JAMAICA
Mustard Seed Communities founder Msgr Gregory Ramkissoon has pleaded with the Jamaican Government for greater assistance in supporting the cause.
Speaking at a service to celebrate MSC’s 40th anniversary at the charity’s Mahoe Drive headquarters in Kingston, August 29, Msgr Ramkissoon disclosed that throughout the organisation’s existence, each year it has struggled financially amidst the overwhelming cost for food, education and medicine that it has to provide for the more than 400 children, teens and adults under its care.
According to a Jamaica Observer report, Msgr Ramkissoon questioned why MSC has to pay statutory deduction. “I understand why people pay statutory deduction, but why Mustard Seed? The Government should pick up…We have three or four schools in the island for the children in the communities that we have to give a proper breakfast because they don’t come to school with anything to eat. And yet still we have to pay education tax. That doesn’t seem right to me,” he said.
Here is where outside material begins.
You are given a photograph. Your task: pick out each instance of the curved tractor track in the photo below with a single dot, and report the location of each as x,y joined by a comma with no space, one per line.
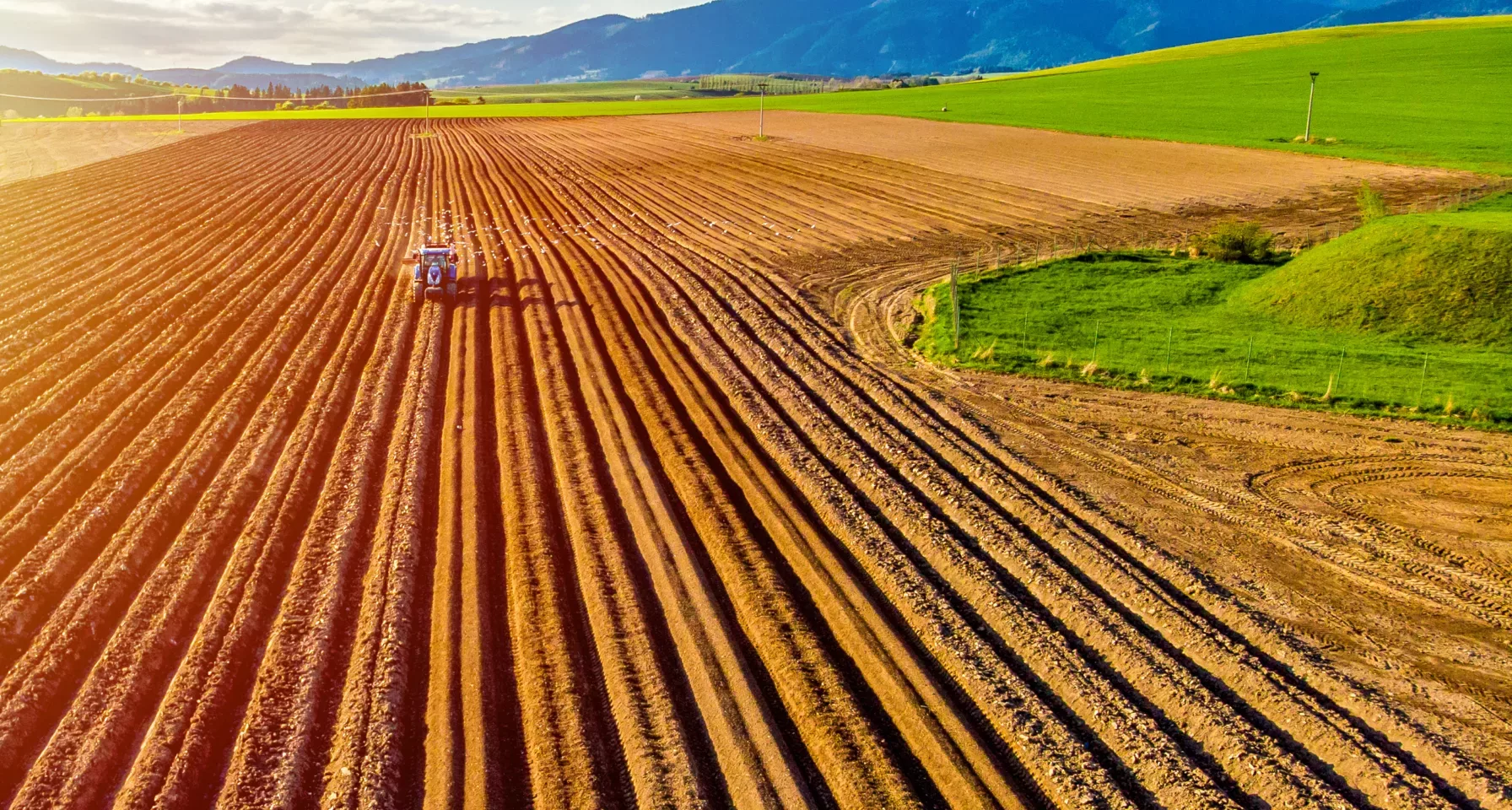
632,523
The Trinidad-born priest however maintained that no child who is abandoned in Jamaica will ever be left without a home. “That’s the bottom line… And the second thing to that is no child will be abandoned twice. In other words, we don’t want to take an abandoned child and bring that abandoned child here and don’t look after the child…”
Msgr Ramkissoon further pointed out that there were eight children from one of the homes whose medical tubes have to be changed every three months at a cost of JM $40,000 (TT$2,000) each.
The non-profit organisation, which was founded in 1978 in the squatting community of Mona Commons, has since been providing lifelong residential care to children and adults with disabilities.
In addition to Jamaica, Mustard Seed has homes in Nicaragua, the Dominican Republic, Zimbabwe and Malawi. The organisation also cares for teenage mothers, along with their babies and for children living with HIV/AIDS in Jamaica and Zimbabwe.
Msgr Ramkissoon also told his guests that an effective water catchment system which supplied water to Jacob’s Ladder, one of its 13 homes, located in Moneague, St Ann became severely contaminated to the point where it could not be used.
The water system, which was funded in 2015 by a water harvesting project introduced by the UNDP-implemented Global Environment Facility Small Grants Programme, supplied the nearly 100 adults with disabilities living on the compound with water for domestic and agricultural purposes.
He appealed for assistance to complete a new well-digging project to supply Jacob’s Ladder’s water needs.